The Digital Therapeutics Landscape
By: Patricia N. Mechael, PhD, MHS, Executive Vice President, Personal Connected Health Alliance
Digital therapeutics (DTx) is emerging as an important sub-category within digital health. A promising yet poorly defined field, digital therapeutics represents an area of great opportunity, utilizing digital tools as an alternative or enhancement to drug therapies to treat, prevent and/or reverse primarily chronic diseases. To help advance understanding and effective use of digital therapeutics, we are excited to collaborate with the Consumer Technology Association’s Health and Fitness Technology Division and Ipsos Healthcare to assess the digital therapeutics landscape. I have the privilege of presenting our findings this week, together with Lesley Rohrbaugh, CTA’s Senior Manager for Market Research, during Disruptive Innovations in Healthcare at CES18.
The results of our research -- which includes perspectives from industry experts and physicians, as well as patients -- will help define the field, set priorities, harness opportunities, and address the obstacles that lie ahead.
An essential first step in advancing this field is to create a clear concise definition. Based on feedback from a number of industry experts, following is the working definition used to guide the landscape: Digital therapeutics harness the power of technology to impact health by enhancing traditional medical practices, encouraging behavior change, and in some instances serving as a direct stand-alone therapy for a health condition. Digital therapeutics are validated by clinical evidence to demonstrate an effect on health outcomes for specific treatment pathways as well as primary and secondary disease prevention.
It's clear that digital therapeutics hold great promise to enhance patient care, create treatment efficiencies, and improve clinical outcomes. Fortunately, many healthcare providers are demonstrating a willingness to use digital therapeutics in conjunction with an existing therapeutic option -- provided there is evidence to support this. And, most patients are viewed as potential users of some type of digital therapy intervention, following education on its benefits, as well as ease of use.
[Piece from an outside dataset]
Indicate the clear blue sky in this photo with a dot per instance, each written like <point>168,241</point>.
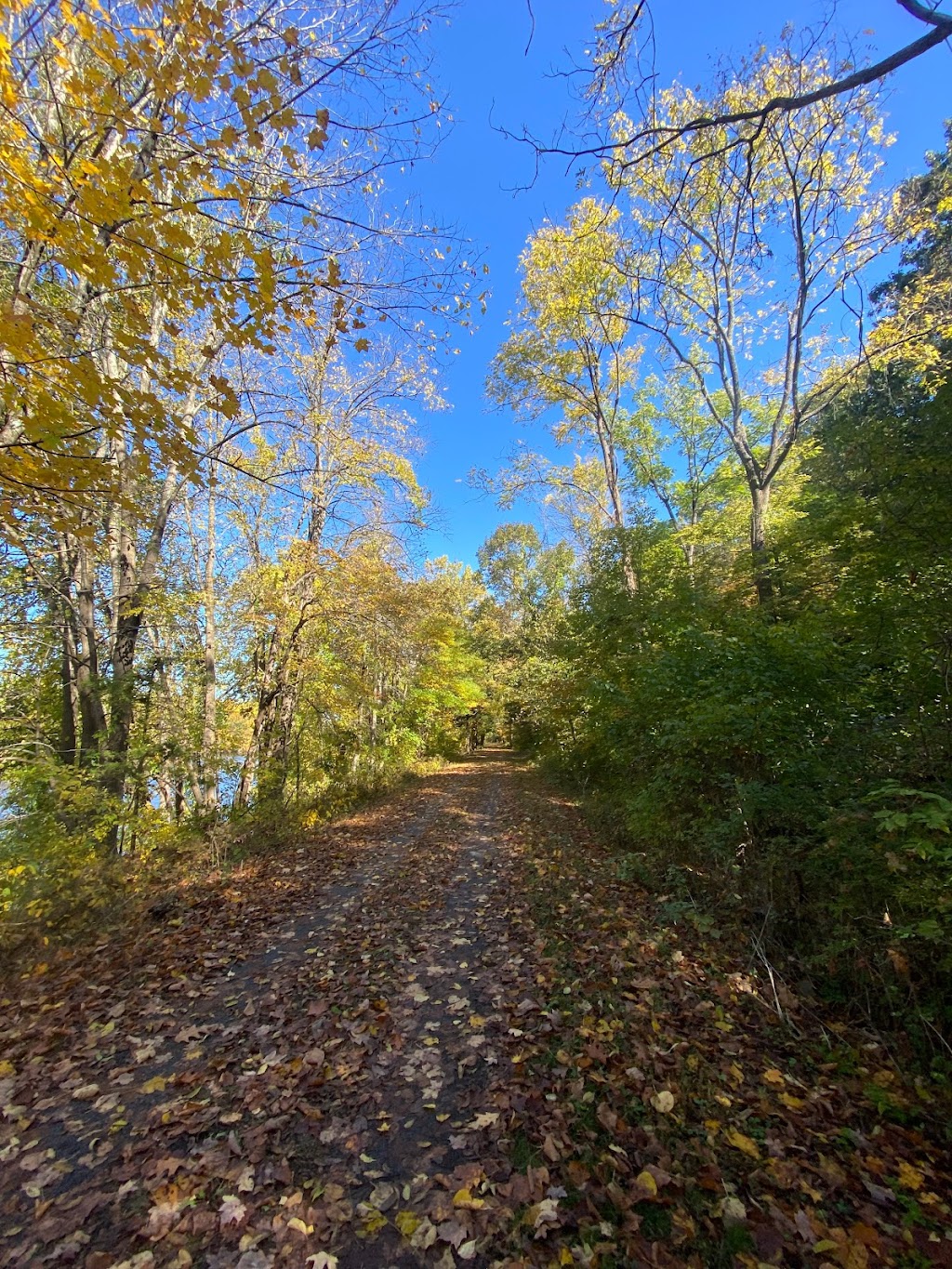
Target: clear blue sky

Over the past five years, we have seen digital therapeutics move beyond e-records and mobile health with greater confidence, better patient engagement, and more appreciation for the clinical benefits. However, the majority of physicians surveyed have never used digital therapeutics and a significant number have never even heard of the term. In order to establish digital therapeutics as a treatment option, we must tackle some tough issues, including reimbursement, robust clinical evidence, favorable regulatory climate, and awareness and knowledge of digital therapeutics.
When it comes to provider acceptance, the majority of those we polled reported they would use a digital therapeutics option for a segment of their patients, mostly in combination with an existing drug therapy. The most commonly cited area of opportunity for digital therapeutics is in the tracking and monitoring of medication adherence, with chronic diseases presenting the greatest opportunities for adoption. Life threatening chronic diseases, such as diabetes, hypertension and obesity, are often lifestyle-driven and currently account for a huge portion of healthcare spending, affect a significant and growing population, and require continuous monitoring. Our research digs in to the drivers and barriers to adoption, and I encourage you to read the full report being published later this month on this important, and potentially game-changing field.
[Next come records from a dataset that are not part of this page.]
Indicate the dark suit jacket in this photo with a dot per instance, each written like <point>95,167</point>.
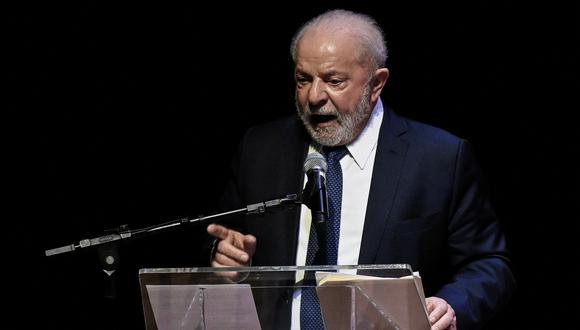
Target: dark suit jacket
<point>427,207</point>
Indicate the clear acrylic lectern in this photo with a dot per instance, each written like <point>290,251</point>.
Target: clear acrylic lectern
<point>351,297</point>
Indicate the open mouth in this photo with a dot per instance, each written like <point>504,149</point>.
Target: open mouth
<point>321,119</point>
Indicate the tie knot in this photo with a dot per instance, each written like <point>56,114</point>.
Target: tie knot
<point>335,154</point>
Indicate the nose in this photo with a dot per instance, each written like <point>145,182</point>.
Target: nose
<point>317,94</point>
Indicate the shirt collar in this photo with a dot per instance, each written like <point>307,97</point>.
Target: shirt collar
<point>361,148</point>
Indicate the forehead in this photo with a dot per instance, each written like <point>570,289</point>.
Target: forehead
<point>326,50</point>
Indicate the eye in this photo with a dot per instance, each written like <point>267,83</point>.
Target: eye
<point>301,80</point>
<point>334,82</point>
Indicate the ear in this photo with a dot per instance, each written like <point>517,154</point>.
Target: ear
<point>379,81</point>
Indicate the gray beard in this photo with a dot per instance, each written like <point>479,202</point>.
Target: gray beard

We at PCHAlliance, together with our colleagues and collaborators at CTA, are committed to creating the evidence, providing a strong voice and promoting greater awareness and acceptance for digital therapeutics. I invite you to join us on this path to support the adoption of personal connected health and digital therapeutics to improve clinical outcomes, reduce healthcare spending and empower individuals to better self-manage their health and wellness.